Even more than that, the media circus seemed so exciting. Watching the reporters inside and outside the courtroom had a huge impact on me. That’s when I decided I wanted to be one of them and vowed I’d make it happen.  I wanted that job.  I wanted to witness history. I wanted a piece of the action.

I just didn’t think my piece of the O.J. story would come in a small town church parking lot.

At first, O.J. and I made small talk as I set up the camera and turned it on. We started the interview.  He told me how his relatives enjoyed NW Louisiana, and how he was glad for a chance to visit because a visit meant excellent food, like mudbugs and fried okra (nobody cooks like Louisiana, I promise you).  He laughed a few times and made more than one joke. He really was “The Juice”–the charismatic man who could win a room in seconds. He was just like the guy in the Hertz commercials, only older and fatter.
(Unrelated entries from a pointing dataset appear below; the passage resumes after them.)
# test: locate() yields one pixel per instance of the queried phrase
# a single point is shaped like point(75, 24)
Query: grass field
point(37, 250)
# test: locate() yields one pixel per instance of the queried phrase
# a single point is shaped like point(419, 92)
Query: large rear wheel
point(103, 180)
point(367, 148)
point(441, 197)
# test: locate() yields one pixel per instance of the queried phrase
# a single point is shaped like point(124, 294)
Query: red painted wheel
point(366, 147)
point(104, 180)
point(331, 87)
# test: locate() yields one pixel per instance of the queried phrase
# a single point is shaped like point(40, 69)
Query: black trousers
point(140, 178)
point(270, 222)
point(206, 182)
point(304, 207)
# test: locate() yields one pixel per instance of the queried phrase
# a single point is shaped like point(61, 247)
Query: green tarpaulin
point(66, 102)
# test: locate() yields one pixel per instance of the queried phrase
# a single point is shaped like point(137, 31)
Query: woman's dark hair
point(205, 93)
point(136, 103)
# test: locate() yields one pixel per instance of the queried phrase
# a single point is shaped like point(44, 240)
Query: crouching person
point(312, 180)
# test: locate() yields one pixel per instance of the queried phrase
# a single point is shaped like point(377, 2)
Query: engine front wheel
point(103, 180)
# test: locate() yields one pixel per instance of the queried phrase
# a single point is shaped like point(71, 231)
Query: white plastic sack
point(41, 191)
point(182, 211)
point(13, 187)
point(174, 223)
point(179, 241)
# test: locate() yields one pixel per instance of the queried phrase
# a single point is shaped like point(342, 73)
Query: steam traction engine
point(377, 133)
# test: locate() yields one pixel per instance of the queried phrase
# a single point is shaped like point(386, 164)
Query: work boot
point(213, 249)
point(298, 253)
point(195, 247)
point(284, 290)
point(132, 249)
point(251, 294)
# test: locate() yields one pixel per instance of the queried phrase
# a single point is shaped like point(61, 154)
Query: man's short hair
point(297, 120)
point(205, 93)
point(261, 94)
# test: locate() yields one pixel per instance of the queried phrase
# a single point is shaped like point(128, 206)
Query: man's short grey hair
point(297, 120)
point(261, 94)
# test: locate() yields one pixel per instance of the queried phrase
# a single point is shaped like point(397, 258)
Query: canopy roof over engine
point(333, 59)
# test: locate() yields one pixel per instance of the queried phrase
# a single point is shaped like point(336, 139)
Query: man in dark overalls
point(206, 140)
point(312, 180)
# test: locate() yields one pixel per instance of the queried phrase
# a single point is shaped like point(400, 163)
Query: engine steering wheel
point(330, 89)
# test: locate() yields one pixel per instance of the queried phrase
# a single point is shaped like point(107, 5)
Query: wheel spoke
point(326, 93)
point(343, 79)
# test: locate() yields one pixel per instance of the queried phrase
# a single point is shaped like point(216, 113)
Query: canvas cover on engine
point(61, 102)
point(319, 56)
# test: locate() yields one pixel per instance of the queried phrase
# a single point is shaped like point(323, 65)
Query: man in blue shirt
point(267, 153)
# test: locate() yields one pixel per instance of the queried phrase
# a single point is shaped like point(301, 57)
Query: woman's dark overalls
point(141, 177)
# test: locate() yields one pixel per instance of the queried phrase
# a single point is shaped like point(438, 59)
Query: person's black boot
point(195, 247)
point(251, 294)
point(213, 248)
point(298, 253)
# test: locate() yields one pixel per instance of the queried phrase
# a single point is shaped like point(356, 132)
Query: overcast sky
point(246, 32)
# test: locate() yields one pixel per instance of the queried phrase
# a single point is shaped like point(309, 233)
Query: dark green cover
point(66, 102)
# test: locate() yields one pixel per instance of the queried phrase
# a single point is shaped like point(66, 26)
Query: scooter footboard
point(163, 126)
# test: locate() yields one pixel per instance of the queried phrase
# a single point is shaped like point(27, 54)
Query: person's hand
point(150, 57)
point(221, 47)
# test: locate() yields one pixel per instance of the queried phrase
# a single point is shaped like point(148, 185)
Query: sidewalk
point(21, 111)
Then I asked the question— THE QUESTION—the one I knew I couldn’t leave the parking lot without asking.

“It’s been just over ten years since the end of the trial,” I said. “Are you still looking for the killer? Do you still think about the case?”

“Has it been ten years?” he said.

“Yes,” I said, thinking there was no way he didn’t know that information. No way. He knew. It had defined his life every day since then.

Hadn’t it?

“Ten years,” he said. “Huh. Well, it it what it is. I don’t really think about it.”

Then, he laughed.

Honestly I didn’t know what to do. My stomach twisted and I wanted to throw up. I’ll never forget how scary and creepy he looked at that moment–dead behind the eyes and stone cold. The man had just laughed about a horrific double murder case, and he’d been the prime suspect. As I stood there, still recording, he switched the conversation to the red fire truck and told me a story about filming The Towering Inferno with Steve McQueen in the 1970s. Once again, he slipped into that famous persona of “The Juice”.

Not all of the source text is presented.